For those unfamiliar with the Internet of Things (IoT), the notion of everyday physical objects collaborating and exchanging information in an ongoing digital dialogue might seem like something out of science fiction.

But developments in artificial intelligence, machine learning and data science have made this futuristic vision a reality – and a part of modern engineering.

Energy-efficient homes, smart cities and public utilities

The discreet chatter of interconnected machines now organises our energy-efficient homes, smart cities and public utilities – and those with knowledge of how to design, develop, engineer  and manage these IoT systems are finding that their skills are in growing demand.

Technology Ireland Digital Skillnet is moving to meet this rising demand by sponsoring a Level 9 MSc programme in Electronic and Computer Technology (IoT). 

The two-year part-time course, which is being developed and delivered by Dublin City University (DCU), is conducted mostly online and features one-to-one interaction with thought leaders in the IoT space. 

Learners will have the opportunity to network with peers, while the flexible choice of modules allows people to concentrate on areas that best suit their individual backgrounds and interests – whether that’s encryption, entrepreneurship for engineers, server-side processing or connected embedded systems.

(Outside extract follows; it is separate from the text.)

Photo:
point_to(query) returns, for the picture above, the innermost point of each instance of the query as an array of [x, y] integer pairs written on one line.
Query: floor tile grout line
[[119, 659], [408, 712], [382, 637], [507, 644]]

The window for applications opens soon ahead of the January 2023 intake. 

Organisers are particularly interested in receiving applications from staff at companies based in the Republic of Ireland with emerging IoT teams, as well as engineers wishing to upskill and ICT professionals who have been assigned to IoT teams. 

The minimum entry requirement for standard entrants is a 2.2 in a Level 8 primary degree in computing/engineering, or an equivalent discipline, and learners employed within enterprise in the Republic of Ireland will be eligible for part-funding of their fees by Digital Skillnet. The subsidised cost is just €3,150 per year. 

Fergal Brennan

Fergal Brennan joined IoT digital transformation firm Taoglas just one year into the part-time master’s programme. As pleased as he is with the move, the hardware engineering manager is unsure whether it would have happened without the knowledge and sense of self-assurance he’d gleaned from the course material. 

'High degree of relevance'

“The course definitely acted as a catalyst for the move. In my previous job I was designing IoT projects all the time, but we weren’t an IoT-specific company," he said. "A lot of what we do at Taoglas is directly applicable to what the master’s is about,” he says, adding that he would recommend the programme to anybody with an interest in gaining an IoT qualification.

“It has a high degree of relevance. I work with connected embedded systems all the time and I don’t see any disconnect between what they are putting forward in the modules and practical IoT. I am definitely pleased I did the course. It’s been a good thing for me and I think it would be the same for anybody.”

Brennan’s advice to anybody wishing to join the programme is to stay organised, work hard and keep in contact with the lecturers to avoid veering off course.

“If I didn’t understand something or something was bothering me, I’d be on to them. You have to engage with the lecturers and every time I did, I got a good outcome,” he said.